Karpoori Thakur entered the freedom struggle during the Quit India Movement. He was a Socialist who actively took up the cause of labours and peasants. He was elected MLA from Tajpur when general elections were held for the first time in 1952. In 1962, he was elected MLA on a Praja Socialist Party ticket once again from Tajpur. In 1967, Karpoori Thakur became the Education Minister of Bihar. As the Education Minister, he abolished the mandatory requirement of securing pass marks in the English language paper in the board examination. As a result, students in Bihar were declared to pass despite failing in the English subject. This came to be known as the 'Karpoori Division'.

Karpoori Thakur held the post of Chief Minister of Bihar on two occasions- the first time for six odd months in the era of 'Ayaram-Gayaram' between 22 December 1970 and 2 June 1971 and the second time in the Janata government for two years from 24 June 1977 to 24 April 1979. His decision to implement the recommendations of the Mungeri Lal Commission related to reservation to backward classes in jobs and the resultant protests led to his downfall. He was succeeded by Shri Ram Sundar Das in 1979.

During the Fourth Bihar Legislative Assembly (1962–1967) Karpoori Thakur, a Praja Socialist Party MLA was a prominent opposition leader. The House witnessed many interesting debates between him and then Chief Minister Krishna Ballabh Sahay. These anecdotes point towards the dignified parliamentary traditions of a bygone era. 
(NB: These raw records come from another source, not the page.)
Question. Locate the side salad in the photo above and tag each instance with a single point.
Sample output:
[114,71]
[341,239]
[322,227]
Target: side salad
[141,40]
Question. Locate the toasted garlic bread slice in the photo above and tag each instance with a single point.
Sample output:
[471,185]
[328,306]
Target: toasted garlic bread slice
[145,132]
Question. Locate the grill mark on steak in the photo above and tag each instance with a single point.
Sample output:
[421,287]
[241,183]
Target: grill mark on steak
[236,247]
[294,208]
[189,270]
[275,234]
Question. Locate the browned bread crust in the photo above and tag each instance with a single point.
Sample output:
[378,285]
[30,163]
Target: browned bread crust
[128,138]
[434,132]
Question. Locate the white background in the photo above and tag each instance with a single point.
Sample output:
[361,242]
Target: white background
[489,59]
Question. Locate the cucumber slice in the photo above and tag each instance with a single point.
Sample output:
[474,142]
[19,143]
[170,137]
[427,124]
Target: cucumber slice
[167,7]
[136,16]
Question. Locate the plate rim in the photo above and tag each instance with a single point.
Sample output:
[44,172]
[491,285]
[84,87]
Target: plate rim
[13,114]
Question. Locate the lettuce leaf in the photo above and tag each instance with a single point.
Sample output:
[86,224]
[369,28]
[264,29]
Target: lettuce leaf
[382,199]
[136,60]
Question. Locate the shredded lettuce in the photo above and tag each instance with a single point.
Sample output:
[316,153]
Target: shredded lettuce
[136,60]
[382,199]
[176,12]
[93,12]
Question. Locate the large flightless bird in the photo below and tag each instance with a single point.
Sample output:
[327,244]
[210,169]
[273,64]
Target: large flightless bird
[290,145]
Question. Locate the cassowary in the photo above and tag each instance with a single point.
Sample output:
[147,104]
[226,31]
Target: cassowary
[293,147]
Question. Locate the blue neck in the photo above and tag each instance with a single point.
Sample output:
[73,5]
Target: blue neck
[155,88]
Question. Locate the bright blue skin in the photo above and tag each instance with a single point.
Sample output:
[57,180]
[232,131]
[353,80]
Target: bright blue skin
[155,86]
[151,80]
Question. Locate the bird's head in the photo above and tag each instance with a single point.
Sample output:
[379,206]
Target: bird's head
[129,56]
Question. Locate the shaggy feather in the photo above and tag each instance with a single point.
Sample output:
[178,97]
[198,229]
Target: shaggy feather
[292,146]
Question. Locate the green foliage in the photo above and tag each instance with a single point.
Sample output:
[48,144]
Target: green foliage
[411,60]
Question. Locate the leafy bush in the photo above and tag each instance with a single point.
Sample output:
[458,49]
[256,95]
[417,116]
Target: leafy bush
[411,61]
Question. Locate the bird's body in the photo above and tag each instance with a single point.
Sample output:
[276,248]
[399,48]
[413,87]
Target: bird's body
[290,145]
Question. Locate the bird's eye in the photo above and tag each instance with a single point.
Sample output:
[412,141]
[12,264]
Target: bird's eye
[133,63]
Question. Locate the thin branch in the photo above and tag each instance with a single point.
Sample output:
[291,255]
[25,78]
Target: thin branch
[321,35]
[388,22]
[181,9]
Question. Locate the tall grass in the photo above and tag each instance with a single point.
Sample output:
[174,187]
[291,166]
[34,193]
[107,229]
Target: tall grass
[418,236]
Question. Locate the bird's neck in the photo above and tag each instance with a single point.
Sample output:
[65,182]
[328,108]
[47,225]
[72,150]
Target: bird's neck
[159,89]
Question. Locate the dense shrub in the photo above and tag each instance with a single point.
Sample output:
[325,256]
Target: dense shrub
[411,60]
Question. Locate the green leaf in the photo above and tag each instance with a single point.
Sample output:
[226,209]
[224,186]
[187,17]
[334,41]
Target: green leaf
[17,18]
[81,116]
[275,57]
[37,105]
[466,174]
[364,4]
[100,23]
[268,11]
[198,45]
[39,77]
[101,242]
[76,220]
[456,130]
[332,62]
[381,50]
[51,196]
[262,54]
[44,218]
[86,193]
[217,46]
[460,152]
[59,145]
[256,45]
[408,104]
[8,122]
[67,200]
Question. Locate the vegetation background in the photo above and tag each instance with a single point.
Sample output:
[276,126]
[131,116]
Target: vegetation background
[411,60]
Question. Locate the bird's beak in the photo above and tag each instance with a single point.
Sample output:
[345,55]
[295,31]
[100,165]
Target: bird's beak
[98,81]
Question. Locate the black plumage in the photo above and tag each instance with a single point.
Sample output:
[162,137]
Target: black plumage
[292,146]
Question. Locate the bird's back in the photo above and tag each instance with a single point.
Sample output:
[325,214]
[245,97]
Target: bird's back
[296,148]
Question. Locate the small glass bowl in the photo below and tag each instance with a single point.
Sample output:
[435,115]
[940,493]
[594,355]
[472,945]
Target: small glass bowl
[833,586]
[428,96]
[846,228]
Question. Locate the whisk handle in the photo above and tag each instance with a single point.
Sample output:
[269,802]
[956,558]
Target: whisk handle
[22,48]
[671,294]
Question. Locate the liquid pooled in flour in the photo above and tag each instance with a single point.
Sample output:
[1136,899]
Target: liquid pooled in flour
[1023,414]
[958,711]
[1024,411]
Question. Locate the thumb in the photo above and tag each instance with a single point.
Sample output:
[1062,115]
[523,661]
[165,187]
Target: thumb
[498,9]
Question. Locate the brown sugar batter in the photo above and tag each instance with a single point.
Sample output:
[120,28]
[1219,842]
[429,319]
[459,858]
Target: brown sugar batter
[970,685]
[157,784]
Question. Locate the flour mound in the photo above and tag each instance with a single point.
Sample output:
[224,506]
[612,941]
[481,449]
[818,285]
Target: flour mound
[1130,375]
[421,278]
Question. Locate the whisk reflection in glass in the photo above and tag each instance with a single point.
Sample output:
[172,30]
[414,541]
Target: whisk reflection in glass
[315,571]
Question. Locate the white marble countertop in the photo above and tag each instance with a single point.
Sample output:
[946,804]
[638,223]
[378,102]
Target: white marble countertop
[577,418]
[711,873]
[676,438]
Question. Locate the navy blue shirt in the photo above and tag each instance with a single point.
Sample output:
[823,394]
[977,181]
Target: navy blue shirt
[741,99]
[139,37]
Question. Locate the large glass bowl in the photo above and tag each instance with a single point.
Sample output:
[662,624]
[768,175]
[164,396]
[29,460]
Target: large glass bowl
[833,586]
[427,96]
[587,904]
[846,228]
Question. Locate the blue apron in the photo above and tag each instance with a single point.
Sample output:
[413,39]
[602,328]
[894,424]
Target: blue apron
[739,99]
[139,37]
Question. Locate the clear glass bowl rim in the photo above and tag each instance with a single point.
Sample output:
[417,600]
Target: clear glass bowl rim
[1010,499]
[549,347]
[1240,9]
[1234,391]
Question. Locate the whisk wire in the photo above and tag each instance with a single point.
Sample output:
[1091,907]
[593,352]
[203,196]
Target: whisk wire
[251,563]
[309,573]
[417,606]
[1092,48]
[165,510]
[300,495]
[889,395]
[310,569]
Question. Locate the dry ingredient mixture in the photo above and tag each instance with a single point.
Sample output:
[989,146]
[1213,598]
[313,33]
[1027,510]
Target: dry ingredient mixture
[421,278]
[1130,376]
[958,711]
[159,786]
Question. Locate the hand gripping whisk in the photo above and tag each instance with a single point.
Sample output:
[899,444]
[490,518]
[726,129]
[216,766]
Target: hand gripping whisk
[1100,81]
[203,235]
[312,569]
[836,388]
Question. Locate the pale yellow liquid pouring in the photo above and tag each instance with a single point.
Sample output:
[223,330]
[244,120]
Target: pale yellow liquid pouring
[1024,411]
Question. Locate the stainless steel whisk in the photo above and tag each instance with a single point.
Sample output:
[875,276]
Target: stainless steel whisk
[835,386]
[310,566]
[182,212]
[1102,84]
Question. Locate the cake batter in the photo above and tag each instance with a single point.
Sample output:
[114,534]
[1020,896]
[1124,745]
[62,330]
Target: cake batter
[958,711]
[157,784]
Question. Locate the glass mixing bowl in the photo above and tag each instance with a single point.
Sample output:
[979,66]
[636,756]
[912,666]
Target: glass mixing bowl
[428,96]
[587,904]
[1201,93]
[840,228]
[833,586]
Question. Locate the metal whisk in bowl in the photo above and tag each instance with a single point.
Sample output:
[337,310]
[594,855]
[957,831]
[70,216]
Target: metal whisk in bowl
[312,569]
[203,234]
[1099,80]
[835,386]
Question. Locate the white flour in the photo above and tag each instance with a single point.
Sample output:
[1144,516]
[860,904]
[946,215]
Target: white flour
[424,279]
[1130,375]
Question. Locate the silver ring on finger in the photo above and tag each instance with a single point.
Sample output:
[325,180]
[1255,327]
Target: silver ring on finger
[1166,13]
In 1966 Bihar was passing through a difficult phase of food crisis due to famine. The Government arranged for the collection of food grains directly from the peasants in each village at the stipulated rates and their distribution among the general public through the public distribution system. The decision was aimed at ruling out the possible hoarding of food grains by grain dealers. The responsibility for the collection of foodgrains was entrusted to the Block Development Officers who executed the government instructions with assistance from the Village Local Self-Government i.e. the Gram-panchayats. The Block Development Officers were also assigned the duty of collection of revenue in the same manner. To facilitate their work, the Block Development Officers were also provided with a vehicle, normally a jeep, for traversing the undulated village terrain. 

During a debate on the floor of the Bihar Legislative Assembly on 7th February 1966, Chief Minister Krishna Ballabh Sahay was responding to a Member’s question on the Governor’s Address to the House. The Member had drawn the attention of the House towards misuse of office vehicle by Block Development Officers. Krishna Ballabh Babu informed the House of the necessity of providing jeep to B.D.O.s which, he said, was essential for the collection of goods and foodgrains-‘If the jeep is not there, how the officers will work? Yes, I do agree that there must not be a misuse of office vehicles and we shall issue necessary directives to control all such misuse’- K. B. Sahay assured the Member and the House.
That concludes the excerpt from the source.